Comments and Suggestions for Authors

This paper analysed the current efforts to introduce a policy layer in the Solid ecosystem, in particular, related to the challenge of obtaining consent focusing on the GDPR. 

-- Can the solutions discussed be extended to other countries' privacy regulations? 

-- Who will monitor the policy layer? What if the entities misbehave? 

 

 

-- "... important to make a distinction between what can be enforced technologically and what can only be legally enforced ..." more details about the technical side could be added. 

 

 

Author Response

Firstly, we would like to thank the reviewer for the provided feedback for the improvement of the manuscript. The extension of the work to other privacy regulations was added as future work in Section 5 as it falls out of scope of the current paper to address other jurisdictional requirements in this particular work.
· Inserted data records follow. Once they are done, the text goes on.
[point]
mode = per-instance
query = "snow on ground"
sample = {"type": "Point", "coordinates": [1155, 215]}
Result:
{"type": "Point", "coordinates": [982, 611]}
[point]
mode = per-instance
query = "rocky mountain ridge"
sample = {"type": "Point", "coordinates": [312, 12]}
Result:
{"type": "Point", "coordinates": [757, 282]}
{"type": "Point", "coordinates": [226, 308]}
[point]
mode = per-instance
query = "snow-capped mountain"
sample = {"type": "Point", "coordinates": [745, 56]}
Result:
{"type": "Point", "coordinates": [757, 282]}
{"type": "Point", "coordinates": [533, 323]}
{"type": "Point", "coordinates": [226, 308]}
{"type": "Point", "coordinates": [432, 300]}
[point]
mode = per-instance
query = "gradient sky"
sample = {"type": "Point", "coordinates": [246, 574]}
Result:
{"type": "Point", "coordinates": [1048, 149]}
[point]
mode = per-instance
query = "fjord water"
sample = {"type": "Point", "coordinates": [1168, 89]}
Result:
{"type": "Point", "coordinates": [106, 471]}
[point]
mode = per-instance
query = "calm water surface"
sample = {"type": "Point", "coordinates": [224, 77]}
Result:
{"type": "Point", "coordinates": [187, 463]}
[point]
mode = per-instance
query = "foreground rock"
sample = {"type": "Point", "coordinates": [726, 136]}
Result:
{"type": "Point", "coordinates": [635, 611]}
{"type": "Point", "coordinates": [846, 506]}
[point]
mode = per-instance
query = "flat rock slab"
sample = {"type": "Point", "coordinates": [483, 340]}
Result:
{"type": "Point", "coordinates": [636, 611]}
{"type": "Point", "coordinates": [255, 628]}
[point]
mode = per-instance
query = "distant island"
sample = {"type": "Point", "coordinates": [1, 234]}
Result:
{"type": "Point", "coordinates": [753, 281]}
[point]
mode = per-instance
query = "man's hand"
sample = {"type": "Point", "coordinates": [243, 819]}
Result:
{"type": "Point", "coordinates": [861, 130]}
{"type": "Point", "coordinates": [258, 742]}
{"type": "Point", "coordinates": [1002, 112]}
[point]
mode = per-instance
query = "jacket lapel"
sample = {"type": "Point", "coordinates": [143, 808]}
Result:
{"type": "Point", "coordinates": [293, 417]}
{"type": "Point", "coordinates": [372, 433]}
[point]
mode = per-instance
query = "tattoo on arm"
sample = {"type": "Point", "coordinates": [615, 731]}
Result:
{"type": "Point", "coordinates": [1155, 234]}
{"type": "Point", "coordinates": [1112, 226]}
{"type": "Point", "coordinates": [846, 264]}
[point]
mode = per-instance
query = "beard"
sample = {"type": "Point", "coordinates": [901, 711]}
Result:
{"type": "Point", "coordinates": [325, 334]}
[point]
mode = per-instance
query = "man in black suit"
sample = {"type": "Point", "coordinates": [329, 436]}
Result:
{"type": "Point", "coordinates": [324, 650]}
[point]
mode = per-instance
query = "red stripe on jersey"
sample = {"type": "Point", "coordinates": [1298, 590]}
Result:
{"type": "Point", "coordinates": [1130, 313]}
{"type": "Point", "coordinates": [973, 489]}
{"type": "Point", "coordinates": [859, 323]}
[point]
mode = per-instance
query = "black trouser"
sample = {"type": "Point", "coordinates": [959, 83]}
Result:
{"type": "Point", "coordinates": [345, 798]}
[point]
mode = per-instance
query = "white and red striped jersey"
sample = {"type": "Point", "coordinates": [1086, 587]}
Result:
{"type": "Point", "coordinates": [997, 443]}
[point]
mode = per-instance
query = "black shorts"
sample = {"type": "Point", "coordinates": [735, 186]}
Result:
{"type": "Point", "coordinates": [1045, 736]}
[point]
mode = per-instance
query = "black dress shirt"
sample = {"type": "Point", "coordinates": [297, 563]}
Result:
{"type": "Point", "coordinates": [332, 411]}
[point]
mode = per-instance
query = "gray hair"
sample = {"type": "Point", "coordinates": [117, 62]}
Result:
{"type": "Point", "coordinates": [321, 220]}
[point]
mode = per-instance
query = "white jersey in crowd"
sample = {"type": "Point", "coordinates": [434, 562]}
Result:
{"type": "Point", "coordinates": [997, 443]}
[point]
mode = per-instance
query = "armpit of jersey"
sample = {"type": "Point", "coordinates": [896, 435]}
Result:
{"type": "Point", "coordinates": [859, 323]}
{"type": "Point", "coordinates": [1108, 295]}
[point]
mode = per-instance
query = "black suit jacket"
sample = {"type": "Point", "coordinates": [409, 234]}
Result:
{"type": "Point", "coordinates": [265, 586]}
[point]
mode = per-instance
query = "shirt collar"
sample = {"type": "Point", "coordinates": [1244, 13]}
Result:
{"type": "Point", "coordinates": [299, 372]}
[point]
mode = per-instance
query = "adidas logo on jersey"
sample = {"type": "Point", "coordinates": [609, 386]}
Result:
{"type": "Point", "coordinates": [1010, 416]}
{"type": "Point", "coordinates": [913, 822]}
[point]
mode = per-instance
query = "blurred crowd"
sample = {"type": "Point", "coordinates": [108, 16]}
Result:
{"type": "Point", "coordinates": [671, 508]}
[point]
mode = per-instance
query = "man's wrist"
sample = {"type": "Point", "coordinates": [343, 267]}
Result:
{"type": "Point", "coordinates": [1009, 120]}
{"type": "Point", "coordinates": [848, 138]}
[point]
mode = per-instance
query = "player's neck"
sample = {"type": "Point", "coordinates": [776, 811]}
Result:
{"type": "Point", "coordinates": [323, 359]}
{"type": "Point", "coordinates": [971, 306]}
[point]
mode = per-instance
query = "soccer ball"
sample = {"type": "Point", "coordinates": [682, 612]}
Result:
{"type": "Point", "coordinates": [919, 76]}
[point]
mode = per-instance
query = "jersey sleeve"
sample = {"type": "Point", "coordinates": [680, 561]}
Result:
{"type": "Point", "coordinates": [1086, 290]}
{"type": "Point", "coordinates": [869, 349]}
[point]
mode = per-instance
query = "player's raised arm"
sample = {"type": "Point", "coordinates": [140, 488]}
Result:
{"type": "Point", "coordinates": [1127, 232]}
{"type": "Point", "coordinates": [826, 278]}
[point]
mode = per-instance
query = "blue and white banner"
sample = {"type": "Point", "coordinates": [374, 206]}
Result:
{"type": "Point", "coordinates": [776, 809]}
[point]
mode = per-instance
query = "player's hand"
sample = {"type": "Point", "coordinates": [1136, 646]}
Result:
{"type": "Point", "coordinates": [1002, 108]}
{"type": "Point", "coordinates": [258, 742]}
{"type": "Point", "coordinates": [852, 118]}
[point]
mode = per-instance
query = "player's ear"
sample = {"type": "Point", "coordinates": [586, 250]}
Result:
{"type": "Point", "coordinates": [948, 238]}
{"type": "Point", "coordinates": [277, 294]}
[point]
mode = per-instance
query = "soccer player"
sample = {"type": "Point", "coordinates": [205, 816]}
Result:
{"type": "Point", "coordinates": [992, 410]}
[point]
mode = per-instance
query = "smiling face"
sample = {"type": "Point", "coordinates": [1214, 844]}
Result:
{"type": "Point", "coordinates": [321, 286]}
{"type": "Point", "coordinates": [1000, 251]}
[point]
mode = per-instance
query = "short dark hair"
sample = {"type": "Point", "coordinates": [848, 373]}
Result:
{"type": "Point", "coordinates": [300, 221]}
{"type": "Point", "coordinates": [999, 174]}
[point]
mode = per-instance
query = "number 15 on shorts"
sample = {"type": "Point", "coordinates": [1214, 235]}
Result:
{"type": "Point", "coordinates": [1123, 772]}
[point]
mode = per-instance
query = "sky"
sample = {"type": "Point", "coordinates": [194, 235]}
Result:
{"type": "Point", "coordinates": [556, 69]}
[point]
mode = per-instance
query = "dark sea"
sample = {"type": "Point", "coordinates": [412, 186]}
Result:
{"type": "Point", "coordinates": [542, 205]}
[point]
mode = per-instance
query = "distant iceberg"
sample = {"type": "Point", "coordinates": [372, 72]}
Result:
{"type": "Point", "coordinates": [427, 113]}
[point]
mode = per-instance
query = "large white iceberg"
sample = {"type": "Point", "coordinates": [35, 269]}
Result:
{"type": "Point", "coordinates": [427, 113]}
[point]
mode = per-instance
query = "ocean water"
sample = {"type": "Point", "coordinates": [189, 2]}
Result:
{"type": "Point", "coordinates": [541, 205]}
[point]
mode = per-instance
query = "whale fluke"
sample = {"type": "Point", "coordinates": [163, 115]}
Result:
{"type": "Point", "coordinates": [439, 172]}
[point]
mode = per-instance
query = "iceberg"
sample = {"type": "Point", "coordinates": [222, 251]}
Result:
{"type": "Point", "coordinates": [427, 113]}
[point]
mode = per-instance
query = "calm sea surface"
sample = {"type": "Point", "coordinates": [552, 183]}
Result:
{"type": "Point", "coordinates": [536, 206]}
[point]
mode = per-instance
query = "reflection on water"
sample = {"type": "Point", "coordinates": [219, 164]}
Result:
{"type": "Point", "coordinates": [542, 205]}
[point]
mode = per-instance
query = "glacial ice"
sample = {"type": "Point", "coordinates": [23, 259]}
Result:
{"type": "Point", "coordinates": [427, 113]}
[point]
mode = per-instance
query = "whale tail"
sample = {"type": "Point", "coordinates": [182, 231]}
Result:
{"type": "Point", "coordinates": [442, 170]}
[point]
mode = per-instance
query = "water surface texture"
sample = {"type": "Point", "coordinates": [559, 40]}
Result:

However, since most data protection laws are GDPR-influenced, we don’t expect great difficulties in adding their requirements to this analysis. Section 4.2.3.2. (‘Who bears the liability in case of mistakes?’) was added to discuss accountability in case entities misbehave. More details on the technical side were added to Section 4 of the paper.

Round 2

Reviewer 3 Report

Comments and Suggestions for Authors

I thank the authors for revising the paper based on my comments. My comments have been addressed.

Author Response

We would like to thank the reviewer for the provided feedback for the improvement of the manuscript.